The other problem is that LCV chose the wrong kind of color scheme, altogether. The data in their scorecard is "sequential". Sequential data has "low" and "high" values with no "natural" center. They chose a color scheme with two extremes (green vs. red) and imposed an arbitrary center (orange). Such a color scheme is appropriate for "divergent" data, when you actually want to emphasize how the data deviates from a specific central value. The LCV certainly does not believe that "roughly 50%" environmental friendliness is a natural center or ideal from which everything deviates. But their choice of color gives that impression. The middle of a data set is not always a "natural" center.

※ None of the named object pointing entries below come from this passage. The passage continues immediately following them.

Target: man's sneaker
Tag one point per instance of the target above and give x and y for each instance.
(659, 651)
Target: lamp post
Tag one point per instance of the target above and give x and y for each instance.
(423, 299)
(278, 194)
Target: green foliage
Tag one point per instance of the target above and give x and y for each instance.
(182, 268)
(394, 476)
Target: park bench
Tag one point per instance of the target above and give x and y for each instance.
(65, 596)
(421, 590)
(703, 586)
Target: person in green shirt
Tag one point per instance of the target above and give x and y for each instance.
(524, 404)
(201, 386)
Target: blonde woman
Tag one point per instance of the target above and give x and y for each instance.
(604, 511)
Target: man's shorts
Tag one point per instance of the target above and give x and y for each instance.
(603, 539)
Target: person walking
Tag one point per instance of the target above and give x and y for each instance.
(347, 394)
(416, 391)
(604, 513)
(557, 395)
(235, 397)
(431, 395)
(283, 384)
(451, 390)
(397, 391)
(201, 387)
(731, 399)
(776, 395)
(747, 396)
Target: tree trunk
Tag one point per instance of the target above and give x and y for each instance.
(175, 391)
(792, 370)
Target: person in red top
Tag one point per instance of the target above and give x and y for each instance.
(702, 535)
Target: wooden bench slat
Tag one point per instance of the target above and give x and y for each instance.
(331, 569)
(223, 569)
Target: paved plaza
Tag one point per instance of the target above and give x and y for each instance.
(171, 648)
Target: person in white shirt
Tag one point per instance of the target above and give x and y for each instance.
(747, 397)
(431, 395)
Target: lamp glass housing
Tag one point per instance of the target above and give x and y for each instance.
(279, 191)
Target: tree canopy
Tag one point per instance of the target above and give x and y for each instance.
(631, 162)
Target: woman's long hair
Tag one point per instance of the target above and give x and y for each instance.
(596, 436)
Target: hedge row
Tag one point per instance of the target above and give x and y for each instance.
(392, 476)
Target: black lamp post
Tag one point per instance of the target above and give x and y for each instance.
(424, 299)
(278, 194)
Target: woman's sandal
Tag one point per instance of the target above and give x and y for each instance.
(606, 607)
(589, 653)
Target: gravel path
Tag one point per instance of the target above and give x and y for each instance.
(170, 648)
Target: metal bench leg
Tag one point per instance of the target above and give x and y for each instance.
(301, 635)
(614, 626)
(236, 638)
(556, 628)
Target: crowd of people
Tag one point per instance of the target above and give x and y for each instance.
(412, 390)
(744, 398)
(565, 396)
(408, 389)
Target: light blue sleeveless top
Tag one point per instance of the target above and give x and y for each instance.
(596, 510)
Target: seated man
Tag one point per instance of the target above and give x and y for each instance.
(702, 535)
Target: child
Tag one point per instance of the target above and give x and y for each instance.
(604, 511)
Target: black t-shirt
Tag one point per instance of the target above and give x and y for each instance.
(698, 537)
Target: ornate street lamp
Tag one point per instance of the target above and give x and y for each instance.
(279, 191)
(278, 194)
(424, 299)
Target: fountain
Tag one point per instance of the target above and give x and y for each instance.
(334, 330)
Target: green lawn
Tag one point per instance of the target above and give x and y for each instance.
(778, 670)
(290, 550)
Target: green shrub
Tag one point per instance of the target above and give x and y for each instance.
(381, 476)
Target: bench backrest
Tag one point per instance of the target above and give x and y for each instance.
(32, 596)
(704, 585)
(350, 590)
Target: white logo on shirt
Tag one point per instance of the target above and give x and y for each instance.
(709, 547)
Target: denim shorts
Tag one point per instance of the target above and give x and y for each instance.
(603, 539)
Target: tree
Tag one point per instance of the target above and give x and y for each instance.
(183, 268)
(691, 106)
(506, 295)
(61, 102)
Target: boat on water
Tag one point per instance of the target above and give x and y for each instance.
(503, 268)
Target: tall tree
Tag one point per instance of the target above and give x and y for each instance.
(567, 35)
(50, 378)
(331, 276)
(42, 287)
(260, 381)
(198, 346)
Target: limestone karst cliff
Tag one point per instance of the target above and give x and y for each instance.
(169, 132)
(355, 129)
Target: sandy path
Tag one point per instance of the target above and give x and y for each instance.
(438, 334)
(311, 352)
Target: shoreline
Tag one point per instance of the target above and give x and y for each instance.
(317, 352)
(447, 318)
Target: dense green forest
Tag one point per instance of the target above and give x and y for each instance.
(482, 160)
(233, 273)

If what you want to emphasize is that there are "bad" situations and "better" situations, and the "ideal" is the "best", then you have sequential data. For sequential data, you want to use a sequential color scheme, where greater intensity means "more". What would the LCV map look like with a proper sequential color scheme?

House Votes by State, Colored by Fifths with a Sequential Color Scheme House Votes by State, Colored by Percent with a Sequential Color Scheme

The map on the left is the same set of "fifths" that the LCV used, but colored according to its appropriate data type. You can immediately see at a glance which states had higher environmental voting scores for their House of Representatives members. You do not need to look at a "key" or muddle through attempting to interpret color choices with no inherent link to the rankings. This is immediately more informative than the original LCV map. However, it is still as misleading as the original LCV map.

This is corrected by the map on the right, which presents actual percentage scores by color intensity. Again, at a glance, you can see not only which states are stronger in environmental voting record but even just how much they are stronger or weaker than other states. Again, the misleading impressions given for states like Wisconsin vs. Michigan or Washington vs. Illinois are no longer misleading. They relationships are accurately portrayed.

I don't know why LCV presented their data as they did. I don't think they intended to mislead, but I can speculate a bit. First, very few people are given adequate training in proper data presentation. Use of proper color schemes for different data types is rarely taught in formal coursework. Sensitively to colorblindness is also rarely covered in the incidental information given on data presentation. Second, arbitrary and rigid categories are comforting and comfortable. We like to think that the world is nicely split up into "our side" and "the enemy". Admitting that situations can be more gradual, and that there might not be simplistic steps between "saved" and "damned" makes us uncomfortable. The politically dedicated are very often most prone to such thinking.

However, in the end, I can't claim to actually know motivations for bad data presentation choices, but I can offer suggestions on how to more accurately and more effectively present the data.